SPAGRM is now implemented in the GRAB package. Please click here for download.
SPAGRM is a scalable, accurate, and universal analysis framework to control for sample relatedness in large-scale genome-wide association studies (GWAS). In the paper A scalable, accurate, and universal analysis framework to control for sample relatedness in large-scale genome-wide association studies and its application to 79 longitudinal traits in UK Biobank (to be updated), we applied SPAGRM to analyze 79 longitudinal traits extracted from UK Biobank primary care data. As a universal analysis framework, we also evaluated SPAGRM's performance in quantitative and binary trait analysis.

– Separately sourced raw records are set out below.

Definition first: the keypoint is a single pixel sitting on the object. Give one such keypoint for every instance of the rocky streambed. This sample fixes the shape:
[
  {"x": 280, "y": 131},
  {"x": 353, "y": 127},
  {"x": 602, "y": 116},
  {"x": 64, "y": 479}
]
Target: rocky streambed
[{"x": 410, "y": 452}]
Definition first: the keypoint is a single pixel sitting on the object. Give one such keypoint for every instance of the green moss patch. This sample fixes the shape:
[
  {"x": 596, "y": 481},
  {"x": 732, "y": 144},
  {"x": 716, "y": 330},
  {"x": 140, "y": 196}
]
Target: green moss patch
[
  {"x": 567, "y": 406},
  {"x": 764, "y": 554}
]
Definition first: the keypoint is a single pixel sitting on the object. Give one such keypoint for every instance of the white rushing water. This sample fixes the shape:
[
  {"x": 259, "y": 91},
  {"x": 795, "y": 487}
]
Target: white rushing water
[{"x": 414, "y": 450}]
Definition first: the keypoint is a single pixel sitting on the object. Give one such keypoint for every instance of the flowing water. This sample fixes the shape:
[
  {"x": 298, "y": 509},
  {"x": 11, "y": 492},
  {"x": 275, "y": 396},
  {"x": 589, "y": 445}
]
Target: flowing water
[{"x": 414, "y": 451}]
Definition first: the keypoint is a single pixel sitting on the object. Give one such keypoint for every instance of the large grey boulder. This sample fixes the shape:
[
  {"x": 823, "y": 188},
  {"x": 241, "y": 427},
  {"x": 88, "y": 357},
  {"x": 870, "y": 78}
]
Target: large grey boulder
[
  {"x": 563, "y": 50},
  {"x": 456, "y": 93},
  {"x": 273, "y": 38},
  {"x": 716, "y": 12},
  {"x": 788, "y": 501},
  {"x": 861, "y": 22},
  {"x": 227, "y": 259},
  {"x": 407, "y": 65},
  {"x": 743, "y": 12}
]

Like many other popular methods, such as BOLT-LMM, SAIGE, fastGWA, REGENIE, GATE, and POLMM, SPAGRM is also a two-step method to control for sample relatedness in large-scale cohort. It consists of:
-
In step 1, SPAGRM fits a null model to adjust for the effect of covariates on phenotypes and calculate model residuals. It is optional, rather than required, to incorporate the random effect into null model fitting to characterize the sample relatedness.
-
In step 2, SPAGRM associates the trait of interest to a single genetic variant and obtain GWAS results by a retrospective strategy: that is treating the genotypes as random variables. Unlike regular retrospective methods which solely rely on the genetic relationship matrix (GRM), SPAGRM calculates identity by descent (IBD)-sharing probabilities and then employs the Chow-Liu algorithm to approximate the joint distribution of genotypes. Saddlepoint approximation is applied in SPAGRM that can greatly increase the accuracy to analyze low-frequency and rare variants, especially if the phenotypic distribution is unbalanced.
-
To avoid redundant computations in step 2, SPAGRM uses the IBD-sharing probabilities and Chow-Liu algorithm to approximate the discrete joint distribution of genotype vectors in advance (illustrated as step 0).
See A scalable, accurate, and universal analysis framework to control for sample relatedness in large-scale genome-wide association studies and its application to 79 longitudinal traits in UK Biobank (to be updated) for more details about the workflow of SPAGRM.